Y de repente, una rara y nebulosa idea empezó a tomar forma en su cerebro, una idea sugerida por aquel par de inocentes botas que permanecían mudas ante ella.

—Pero en ese caso —murmuró la joven—, en ese caso…

Cogió las dos botas con una mano y salió corriendo escalera abajo. Una vez en la planta baja, abrió la puerta del comedor y se dirigió en línea recta hacia la vitrina del rincón.
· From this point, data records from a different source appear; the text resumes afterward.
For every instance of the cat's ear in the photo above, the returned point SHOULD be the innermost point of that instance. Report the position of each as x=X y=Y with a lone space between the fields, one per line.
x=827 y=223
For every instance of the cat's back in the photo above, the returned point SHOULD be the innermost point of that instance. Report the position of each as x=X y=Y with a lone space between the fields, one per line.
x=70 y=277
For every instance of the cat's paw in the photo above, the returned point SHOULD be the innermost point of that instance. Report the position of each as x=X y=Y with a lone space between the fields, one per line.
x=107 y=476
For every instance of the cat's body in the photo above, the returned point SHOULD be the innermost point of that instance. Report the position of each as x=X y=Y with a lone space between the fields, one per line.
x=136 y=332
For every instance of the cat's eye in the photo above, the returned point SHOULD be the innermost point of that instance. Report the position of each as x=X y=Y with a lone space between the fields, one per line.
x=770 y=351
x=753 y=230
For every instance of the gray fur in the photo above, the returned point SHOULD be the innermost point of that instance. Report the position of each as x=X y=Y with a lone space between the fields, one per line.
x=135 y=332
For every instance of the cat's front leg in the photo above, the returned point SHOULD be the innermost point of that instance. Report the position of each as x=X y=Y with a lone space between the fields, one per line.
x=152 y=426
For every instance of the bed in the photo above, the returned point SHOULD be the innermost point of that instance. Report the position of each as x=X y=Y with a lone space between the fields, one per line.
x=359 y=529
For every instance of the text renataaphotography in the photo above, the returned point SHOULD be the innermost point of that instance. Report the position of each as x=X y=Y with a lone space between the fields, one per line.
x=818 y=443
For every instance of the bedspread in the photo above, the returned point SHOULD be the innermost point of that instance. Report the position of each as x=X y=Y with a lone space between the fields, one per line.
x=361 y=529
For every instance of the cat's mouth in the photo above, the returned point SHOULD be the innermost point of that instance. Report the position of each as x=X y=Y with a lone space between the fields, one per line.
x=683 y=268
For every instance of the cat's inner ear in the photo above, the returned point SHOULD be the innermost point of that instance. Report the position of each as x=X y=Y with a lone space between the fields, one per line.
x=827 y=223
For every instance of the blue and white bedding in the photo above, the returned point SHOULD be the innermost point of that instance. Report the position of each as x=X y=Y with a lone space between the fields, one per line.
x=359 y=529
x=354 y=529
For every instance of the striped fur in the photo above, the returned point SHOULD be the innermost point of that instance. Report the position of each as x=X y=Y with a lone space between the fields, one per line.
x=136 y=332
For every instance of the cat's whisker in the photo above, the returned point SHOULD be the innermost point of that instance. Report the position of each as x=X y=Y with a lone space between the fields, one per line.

Allí era donde el capitán Trevelyan guardaba, en abigarrado desorden, sus trofeos y utensilios deportivos, es decir, todas aquellas cosas que no quiso dejar en la mansión de Sittaford al alcance de sus nuevas inquilinas: los esquís, los remos, el pie de elefante, los colmillos de marfil, las cañas de pescar… en resumen, una heterogénea colección de cosas que aún estaban allí esperando a que los señores Young y Pebody las empaquetasen debidamente para su almacenaje.

Emily se arrodilló sin soltar las botas.

Unos instantes después estaba nuevamente de pie, dudando entre creer o no lo que acababa de descubrir.

—¡De modo que era eso! —decía entre dientes—. ¡De modo que era eso…!

Se dejo caer en una silla. Todavía quedaban muchas cosas que no comprendía.

Pasados algunos momentos, se puso de pie y se dijo en voz alta:

—Ya sé quién mató al capitán Trevelyan, pero aún ignoro por qué. Aún no soy capaz de imaginármelo. De todos modos, no hay que perder tiempo.

Se apresuró a salir de Hazelmoor. Encontrar un automóvil que la condujese a Sittaford fue cuestión de unos pocos minutos. Le dio al chófer la orden de que la dejase ante la puerta del chalé habitado por Mr. Duke. Al llegar allí, pagó el coche y avanzó por el breve sendero de entrada, mientras el automóvil se marchaba.

Levantó el llamador y dio unos sonoros golpes en la puerta.

Al cabo de un corto intervalo, ésta fue abierta por un corpulento hombre cuyo rostro reflejaba cierta natural impasibilidad.

Por primera vez, Emily se encontraba cara a cara con Mr. Duke.

—¿Es usted Mr. Duke? —le preguntó.

—El mismo.

—Pues yo soy miss Trefusis. ¿Me permite entrar?

El interpelado dudó un momento, pero en seguida se hizo a un lado para dejarle paso a la joven. Emily entró en la sala de estar, mientras él cerraba la puerta y la seguía.

—Necesito ver al inspector Narracott —dijo la muchacha—. ¿Está aquí?

De nuevo se produjo una pausa. Mr. Duke parecía inseguro de cuál era la respuesta adecuada. Al fin, pareció que se decidía en un sentido determinado. Sonrió con una sonrisa algo extraña.

—El inspector Narracott está aquí —respondió—. ¿Para qué quiere verlo?

Emily levantó el paquete que llevaba en la mano y lo desenvolvió. Contenía un par de botas de invierno que la muchacha colocó en la mesa junto a la cual se encontraba Mr. Duke.

—Pues tengo que verlo —replicó ella— para hablarle de estas botas.